Like I said.  Nazis are overdone.  Find something else.  My interest with Nazis in stories ended with the Indiana Jones series.

For many, I think it ended earlier.


----------



## blackfuredfox (Aug 23, 2009)

redcard said:


> Like I said.  Nazis are overdone.  Find something else.  My interest with Nazis in stories ended with the Indiana Jones series.
> 
> For many, I think it ended earlier.



thats a problem, i cant think of a 50's enemy threw a political point of view that wouldnt have his ass arrested for communism or deported for U.S. POWs captured by Nazis then liberated by Soviets and became their POWs, its all in Soliders of Misfortune about that.


----------



## M. LeRenard (Aug 23, 2009)

The Nazi stories that interest me are the ones in which the Nazis are portrayed realistically.  You know, as in, not the vilest of horriblest of terrible non-human demonic stereotypes.  There's a lot of interesting history there that's often glossed over because people just love to hate them so much.  But as we know, history is never black and white.  So I don't think the subject is dead quite yet.  You just have to do some research and critical thinking to make it interesting again.


----------



## blackfuredfox (Aug 23, 2009)

M. Le Renard said:


> The Nazi stories that interest me are the ones in which the Nazis are portrayed realistically.  You know, as in, not the vilest of horriblest of terrible non-human demonic stereotypes.  There's a lot of interesting history there that's often glossed over because people just love to hate them so much.  But as we know, history is never black and white.  So I don't think the subject is dead quite yet.  You just have to do some research and critical thinking to make it interesting again.

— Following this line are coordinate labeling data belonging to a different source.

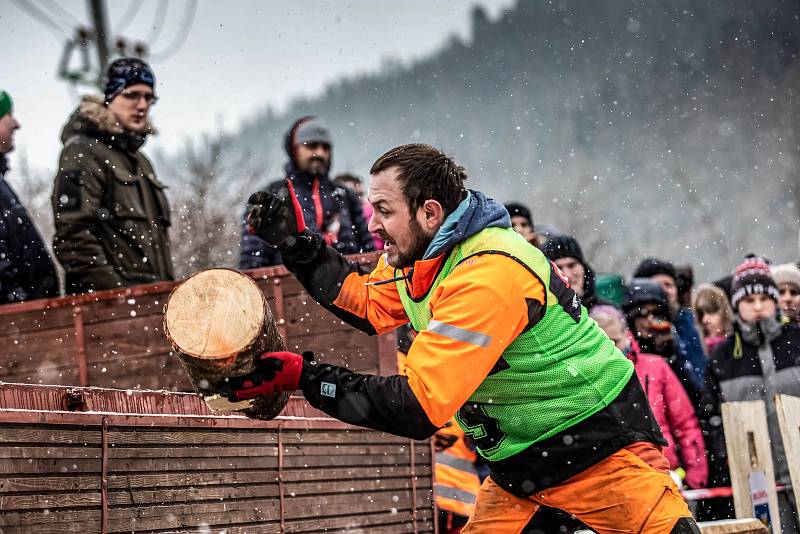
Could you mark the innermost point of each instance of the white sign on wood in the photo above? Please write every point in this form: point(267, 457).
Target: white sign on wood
point(788, 408)
point(747, 441)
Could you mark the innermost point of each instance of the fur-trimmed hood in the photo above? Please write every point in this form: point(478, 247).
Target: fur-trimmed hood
point(94, 119)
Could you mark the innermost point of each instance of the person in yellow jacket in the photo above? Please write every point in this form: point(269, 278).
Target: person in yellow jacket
point(503, 343)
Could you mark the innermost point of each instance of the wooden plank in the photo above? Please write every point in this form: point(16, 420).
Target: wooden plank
point(747, 441)
point(157, 436)
point(62, 482)
point(183, 464)
point(83, 527)
point(733, 526)
point(14, 324)
point(152, 480)
point(47, 518)
point(11, 434)
point(50, 501)
point(12, 452)
point(788, 408)
point(51, 466)
point(214, 451)
point(58, 376)
point(362, 523)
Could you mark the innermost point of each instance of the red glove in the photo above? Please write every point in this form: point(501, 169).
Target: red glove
point(275, 372)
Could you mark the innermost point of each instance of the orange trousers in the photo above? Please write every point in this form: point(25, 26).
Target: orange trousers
point(630, 491)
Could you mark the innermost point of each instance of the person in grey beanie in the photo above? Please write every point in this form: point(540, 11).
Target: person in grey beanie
point(328, 207)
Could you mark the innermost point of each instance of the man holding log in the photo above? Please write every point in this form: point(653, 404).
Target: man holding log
point(503, 344)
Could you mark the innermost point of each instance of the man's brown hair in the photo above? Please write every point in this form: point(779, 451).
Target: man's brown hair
point(425, 173)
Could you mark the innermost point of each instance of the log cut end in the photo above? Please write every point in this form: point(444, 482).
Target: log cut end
point(219, 323)
point(215, 314)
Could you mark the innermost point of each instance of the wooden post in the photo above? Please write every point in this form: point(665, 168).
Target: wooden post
point(219, 323)
point(747, 440)
point(788, 408)
point(733, 526)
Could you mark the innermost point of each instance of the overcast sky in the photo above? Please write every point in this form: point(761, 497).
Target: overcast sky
point(240, 56)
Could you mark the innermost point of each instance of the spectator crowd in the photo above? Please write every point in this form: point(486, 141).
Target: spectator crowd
point(693, 348)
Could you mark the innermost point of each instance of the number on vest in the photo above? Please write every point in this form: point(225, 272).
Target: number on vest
point(480, 427)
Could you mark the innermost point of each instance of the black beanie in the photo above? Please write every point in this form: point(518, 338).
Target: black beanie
point(563, 246)
point(518, 210)
point(644, 291)
point(650, 267)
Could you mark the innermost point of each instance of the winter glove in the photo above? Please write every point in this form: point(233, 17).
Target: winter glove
point(278, 221)
point(275, 372)
point(444, 439)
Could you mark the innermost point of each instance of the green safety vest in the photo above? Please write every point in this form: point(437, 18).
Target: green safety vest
point(560, 372)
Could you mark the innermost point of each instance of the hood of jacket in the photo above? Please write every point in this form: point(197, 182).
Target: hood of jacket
point(93, 119)
point(472, 215)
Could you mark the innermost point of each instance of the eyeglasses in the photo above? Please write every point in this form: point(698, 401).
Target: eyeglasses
point(316, 145)
point(135, 96)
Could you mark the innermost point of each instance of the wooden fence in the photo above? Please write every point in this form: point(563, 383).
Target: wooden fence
point(97, 460)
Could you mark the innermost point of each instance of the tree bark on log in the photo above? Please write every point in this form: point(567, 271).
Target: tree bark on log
point(218, 322)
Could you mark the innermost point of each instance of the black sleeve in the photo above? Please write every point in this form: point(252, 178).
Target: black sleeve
point(11, 290)
point(711, 425)
point(255, 252)
point(381, 403)
point(322, 270)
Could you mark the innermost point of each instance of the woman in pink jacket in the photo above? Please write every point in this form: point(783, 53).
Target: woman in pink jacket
point(668, 400)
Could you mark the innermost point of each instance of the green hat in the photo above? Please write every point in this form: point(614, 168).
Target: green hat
point(6, 105)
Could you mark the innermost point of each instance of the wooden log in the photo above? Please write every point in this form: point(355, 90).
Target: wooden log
point(218, 322)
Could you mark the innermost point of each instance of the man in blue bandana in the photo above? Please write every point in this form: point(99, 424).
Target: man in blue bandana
point(111, 213)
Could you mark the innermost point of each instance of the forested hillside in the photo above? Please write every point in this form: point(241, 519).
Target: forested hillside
point(645, 128)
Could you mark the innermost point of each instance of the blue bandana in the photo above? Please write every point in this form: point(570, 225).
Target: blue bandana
point(125, 72)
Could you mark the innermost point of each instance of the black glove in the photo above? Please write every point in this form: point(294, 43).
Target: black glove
point(275, 372)
point(276, 220)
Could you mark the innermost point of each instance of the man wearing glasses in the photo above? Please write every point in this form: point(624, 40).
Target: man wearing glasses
point(333, 210)
point(111, 213)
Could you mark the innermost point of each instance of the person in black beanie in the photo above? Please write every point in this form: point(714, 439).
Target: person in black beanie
point(328, 207)
point(758, 360)
point(111, 212)
point(665, 274)
point(566, 253)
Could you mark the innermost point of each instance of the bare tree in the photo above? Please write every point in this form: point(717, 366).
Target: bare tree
point(208, 204)
point(33, 189)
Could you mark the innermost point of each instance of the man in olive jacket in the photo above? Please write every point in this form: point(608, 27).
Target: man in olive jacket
point(111, 214)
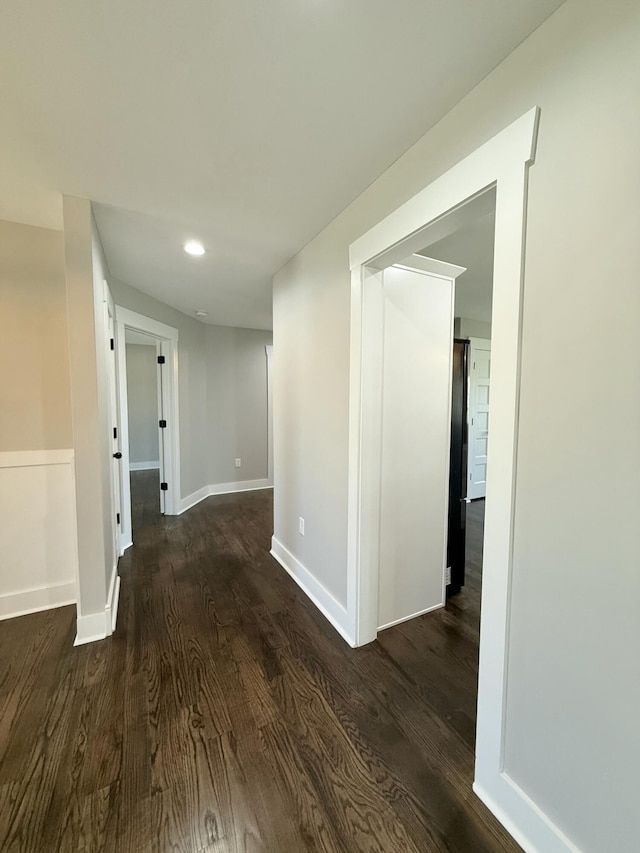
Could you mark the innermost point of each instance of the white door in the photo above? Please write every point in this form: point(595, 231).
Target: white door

yeah, and partially, the research facility, is based on truth. there is a facility in i think Poland that entrances were caved in and no one has yet to go in since the 40's and im not sure if any are alive. the stuff they had developed was amazing also, like the Me-262, the first smart bombs, technically reached space first, my favorite though that there is evidence, as in the prototype, a Horton 229, the first flying wing stealth fighter, MADE OF WOOD. its just amazing. and the ones we have only heard of, like Die Glocke, a idea that would, its hard to describe. but the, well, youll find out soon if i get a few more good responses about the first.


----------